Considering the submissions of counsel for the petitioner, it is noticed that the Labour Court on the request of the petitioner framed a preliminary issue with regard to the fairness of the domestic enquiry.
It subsequently dealt with the entire evidence which was led by the prosecution including the statement of PK Shukla who appeared on behalf of the petitioner, as well as the evidence filed by the workman, and analysed the entire material. After a detailed discussion and analysis, the Labour Court came to the conclusion that the case for dismissal is not made out and none of the charges are proved. This Court has also looked into the aforesaid material and is of the opinion that there is no infirmity with the findings recorded by the Labour Court.
In the petition only a vain attempt has been made assailing the order of the Labour Court on the ground that it had not granted them opportunity to lead evidence. It was incumbent upon the petitioner to place material/evidence indicating that fresh/other material was in fact available which could have been placed on record to prove the charges. Matters can be remitted to the Prescribed Authority/Labour Court when it is found, on examination, that there has been violation of principles of natural justice and the workman was not given proper opportunity to defend himself.

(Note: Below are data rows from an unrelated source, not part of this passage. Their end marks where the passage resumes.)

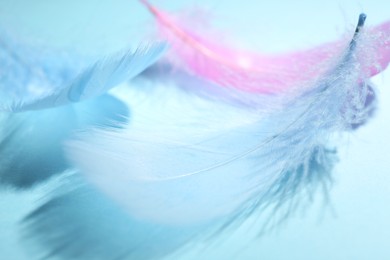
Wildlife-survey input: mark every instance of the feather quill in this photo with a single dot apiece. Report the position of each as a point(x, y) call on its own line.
point(199, 166)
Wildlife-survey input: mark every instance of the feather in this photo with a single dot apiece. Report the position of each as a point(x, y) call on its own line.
point(205, 56)
point(199, 166)
point(31, 142)
point(33, 79)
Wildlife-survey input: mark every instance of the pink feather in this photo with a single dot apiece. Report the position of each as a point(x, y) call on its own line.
point(263, 74)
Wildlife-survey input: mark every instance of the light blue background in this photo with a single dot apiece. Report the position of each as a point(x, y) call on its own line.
point(356, 224)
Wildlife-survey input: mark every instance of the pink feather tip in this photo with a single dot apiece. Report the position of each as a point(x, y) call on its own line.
point(264, 74)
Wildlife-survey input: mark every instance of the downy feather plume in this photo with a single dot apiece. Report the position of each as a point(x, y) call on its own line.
point(32, 78)
point(186, 167)
point(207, 57)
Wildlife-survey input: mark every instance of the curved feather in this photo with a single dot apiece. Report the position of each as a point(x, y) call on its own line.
point(264, 74)
point(189, 167)
point(192, 160)
point(31, 83)
point(31, 142)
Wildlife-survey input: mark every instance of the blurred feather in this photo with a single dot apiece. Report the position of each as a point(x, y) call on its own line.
point(31, 142)
point(189, 168)
point(204, 55)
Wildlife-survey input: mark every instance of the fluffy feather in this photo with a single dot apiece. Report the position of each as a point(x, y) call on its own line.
point(198, 166)
point(31, 142)
point(204, 56)
point(35, 79)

In the case the merits of the charges have been examined by the Labour Court itself, and finding has been returned that the charges are not proved from the material available on record. Therefore, it was necessary for the petitioner to demonstrate that there was other evidence which was available but could not be produced during the domestic enquiry, and that evidence was relevant and necessary to bring home the charges. In the absence of any such material or assertion made before this Court, remanding the matter to the Labour Court would be futile and an empty formality, and is unjustified in the facts of the case.

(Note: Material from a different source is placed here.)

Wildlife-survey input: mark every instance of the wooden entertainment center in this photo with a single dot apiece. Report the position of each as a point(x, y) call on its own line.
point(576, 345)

Accordingly, no ground for interference in this regard is made out, and the argument of the petitioner is rejected.
“The dispute in the case admittedly pertains to period subsequent to enactment of Sales Promotion Employees (conditions of service) Act, 1976, and consequently the judgement of the Supreme Court in the case of May and Baker (India) Ltd v Their Workmen, AIR 1967 SC 678 would not be good law with regard to the fact that as to whether the medical representatives are ‘workman’ as per Section 2(d) of the Industrial Disputes Act, 1976.

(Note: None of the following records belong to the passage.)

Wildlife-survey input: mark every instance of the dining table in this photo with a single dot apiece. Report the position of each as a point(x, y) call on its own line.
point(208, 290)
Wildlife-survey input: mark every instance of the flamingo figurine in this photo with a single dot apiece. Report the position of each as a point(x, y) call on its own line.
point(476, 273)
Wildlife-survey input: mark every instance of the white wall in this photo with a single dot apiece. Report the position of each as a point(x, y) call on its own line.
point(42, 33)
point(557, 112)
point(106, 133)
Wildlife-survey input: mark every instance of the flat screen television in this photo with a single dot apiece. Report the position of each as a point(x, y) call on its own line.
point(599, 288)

We are in agreement with the view taken by the Bombay High Court in the case of S.G. Pharmaceuticals (supra) and it is thus clear that as per section 6(2) of Sales Promotion Employees (Conditions of Service) Act, 1976, the medical representatives are “workman” under the Industrial disputes Act, 1947.
Thus, after 06.05.1987 all the medical representatives were declared to be workmen without limitation on their wages thereafter and upon the capacity in which they were employed or engaged.
In light of the aforesaid discussion the Court is of the considered view that after coming into force of Sales Promotion Employees (conditions of service) Act, 1976 the medical representatives would be deemed to be workmen as per the provisions of Industrial Disputes act and accordingly the argument of the petitioner is rejected in this regard.
In light of the aforesaid discussion the Court does not find any infirmity in the order dated 24.01.2007″, the Court further observed while dismissing the petition.